Sue Mauger, science director for Cook Inletkeeper, addressed the anadromous stream protections on the books in the borough and the subsequent “education problem” it created.
“The kids aren’t going to save us,” she said. “This is something that can be pushed back in the next year. It is adult education that is super important and even though in here we all preach to the choir a lot ... there is a big gap to convince the local land owner that what they do matters.”
Mauger said even if the problem with king salmon stocks turns out to be in the ocean, local river protection efforts shouldn’t wane.
“Once that is corrected or shifts or whatever, the fish still come back to the watershed and if we have dropped the ball on the watershed then what we all fear will have come to happen,” she said.
Hughes also talked about the constant need for education and dispelling misguided distrust in those who manage the river. He said the River Center has helped with that.

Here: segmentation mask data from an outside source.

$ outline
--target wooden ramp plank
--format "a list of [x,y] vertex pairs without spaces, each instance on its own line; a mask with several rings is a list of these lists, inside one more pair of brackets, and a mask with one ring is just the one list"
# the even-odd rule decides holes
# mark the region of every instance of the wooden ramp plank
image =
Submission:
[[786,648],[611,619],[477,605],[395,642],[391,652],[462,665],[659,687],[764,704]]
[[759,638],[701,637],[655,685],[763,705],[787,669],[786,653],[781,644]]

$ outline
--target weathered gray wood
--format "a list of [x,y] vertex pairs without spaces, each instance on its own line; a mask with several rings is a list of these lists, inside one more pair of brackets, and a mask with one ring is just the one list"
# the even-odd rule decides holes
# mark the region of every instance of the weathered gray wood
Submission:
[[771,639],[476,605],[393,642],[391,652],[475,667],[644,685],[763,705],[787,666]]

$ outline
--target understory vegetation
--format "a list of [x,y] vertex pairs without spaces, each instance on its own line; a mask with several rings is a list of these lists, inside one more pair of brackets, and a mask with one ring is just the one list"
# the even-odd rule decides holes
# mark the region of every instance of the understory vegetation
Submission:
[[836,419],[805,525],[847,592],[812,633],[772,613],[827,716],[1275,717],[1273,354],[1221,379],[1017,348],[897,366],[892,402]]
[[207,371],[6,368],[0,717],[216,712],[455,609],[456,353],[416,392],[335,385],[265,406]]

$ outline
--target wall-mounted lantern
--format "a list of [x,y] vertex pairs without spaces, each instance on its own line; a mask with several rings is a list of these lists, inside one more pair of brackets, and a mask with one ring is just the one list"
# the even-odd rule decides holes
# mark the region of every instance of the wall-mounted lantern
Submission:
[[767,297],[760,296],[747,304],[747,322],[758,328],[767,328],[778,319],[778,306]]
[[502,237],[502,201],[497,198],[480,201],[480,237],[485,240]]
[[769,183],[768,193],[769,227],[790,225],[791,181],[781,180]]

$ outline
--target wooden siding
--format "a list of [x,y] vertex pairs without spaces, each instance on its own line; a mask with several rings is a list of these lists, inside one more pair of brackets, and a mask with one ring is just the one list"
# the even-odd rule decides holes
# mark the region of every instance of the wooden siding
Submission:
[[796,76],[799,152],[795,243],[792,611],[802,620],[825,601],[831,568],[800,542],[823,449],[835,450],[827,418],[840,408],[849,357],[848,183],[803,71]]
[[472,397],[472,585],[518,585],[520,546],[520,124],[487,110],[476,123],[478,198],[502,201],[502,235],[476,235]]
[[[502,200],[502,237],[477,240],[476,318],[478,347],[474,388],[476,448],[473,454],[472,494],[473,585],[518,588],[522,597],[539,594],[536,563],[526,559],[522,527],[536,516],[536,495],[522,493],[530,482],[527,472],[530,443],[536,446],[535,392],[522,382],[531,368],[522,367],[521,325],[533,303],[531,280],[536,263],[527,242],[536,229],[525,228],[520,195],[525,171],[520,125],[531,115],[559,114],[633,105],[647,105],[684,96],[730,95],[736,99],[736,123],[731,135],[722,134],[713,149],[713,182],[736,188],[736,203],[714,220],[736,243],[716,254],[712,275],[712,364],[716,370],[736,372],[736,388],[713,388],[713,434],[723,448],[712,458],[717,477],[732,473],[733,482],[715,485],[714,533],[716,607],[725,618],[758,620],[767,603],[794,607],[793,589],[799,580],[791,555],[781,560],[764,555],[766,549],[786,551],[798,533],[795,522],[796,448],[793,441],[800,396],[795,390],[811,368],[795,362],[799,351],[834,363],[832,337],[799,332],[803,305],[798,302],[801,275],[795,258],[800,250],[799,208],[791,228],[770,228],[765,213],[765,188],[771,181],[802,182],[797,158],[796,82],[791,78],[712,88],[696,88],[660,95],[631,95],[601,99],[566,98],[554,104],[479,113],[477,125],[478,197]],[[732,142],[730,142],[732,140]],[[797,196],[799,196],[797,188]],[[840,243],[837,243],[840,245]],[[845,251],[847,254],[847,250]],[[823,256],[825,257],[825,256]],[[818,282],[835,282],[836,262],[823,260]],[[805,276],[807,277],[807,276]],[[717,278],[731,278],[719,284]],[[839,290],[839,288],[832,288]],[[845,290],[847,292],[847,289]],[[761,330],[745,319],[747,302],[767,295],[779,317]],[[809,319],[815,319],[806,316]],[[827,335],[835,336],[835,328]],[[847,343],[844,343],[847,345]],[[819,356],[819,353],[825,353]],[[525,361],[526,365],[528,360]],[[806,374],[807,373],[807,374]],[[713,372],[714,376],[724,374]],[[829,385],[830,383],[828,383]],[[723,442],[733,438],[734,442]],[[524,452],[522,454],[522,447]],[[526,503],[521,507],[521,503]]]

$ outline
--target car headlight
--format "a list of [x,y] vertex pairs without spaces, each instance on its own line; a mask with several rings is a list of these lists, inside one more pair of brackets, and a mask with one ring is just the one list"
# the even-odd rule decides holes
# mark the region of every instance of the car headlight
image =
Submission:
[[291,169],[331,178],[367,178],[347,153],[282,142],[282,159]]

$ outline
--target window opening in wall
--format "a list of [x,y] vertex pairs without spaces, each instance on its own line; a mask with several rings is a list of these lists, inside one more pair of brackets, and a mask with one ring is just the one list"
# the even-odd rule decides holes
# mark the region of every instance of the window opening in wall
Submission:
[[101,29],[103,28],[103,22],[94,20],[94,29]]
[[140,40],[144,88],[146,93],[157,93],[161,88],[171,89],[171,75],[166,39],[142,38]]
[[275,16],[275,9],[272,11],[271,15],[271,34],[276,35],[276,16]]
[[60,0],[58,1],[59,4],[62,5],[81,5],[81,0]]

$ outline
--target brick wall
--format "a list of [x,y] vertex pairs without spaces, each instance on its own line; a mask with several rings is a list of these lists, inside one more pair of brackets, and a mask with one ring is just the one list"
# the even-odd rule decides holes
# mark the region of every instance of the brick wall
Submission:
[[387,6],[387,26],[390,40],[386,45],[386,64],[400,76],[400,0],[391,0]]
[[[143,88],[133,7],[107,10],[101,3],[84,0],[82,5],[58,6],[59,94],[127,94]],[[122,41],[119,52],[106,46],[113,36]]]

“It is easy to be angry at government when it is just a box or a building,” he said. “But when it is people, when it is your neighbors, it is really hard to have distrust of those people because your kids go to school with those people.”
Mohorcich gave Castle a copy of the River Center’s “On the River” publication before she gave her closing remarks.
“Your work is not yet complete, as you all know,” she said. “I just want to encourage you to keep at it and keep fighting the good fight recognizing that not everyone has their head in the same place as where this group is this morning.
“But it is really, really important to all of us and our children and grandchildren that you keep on going and keep working to preserve this asset you all recognize as so important.”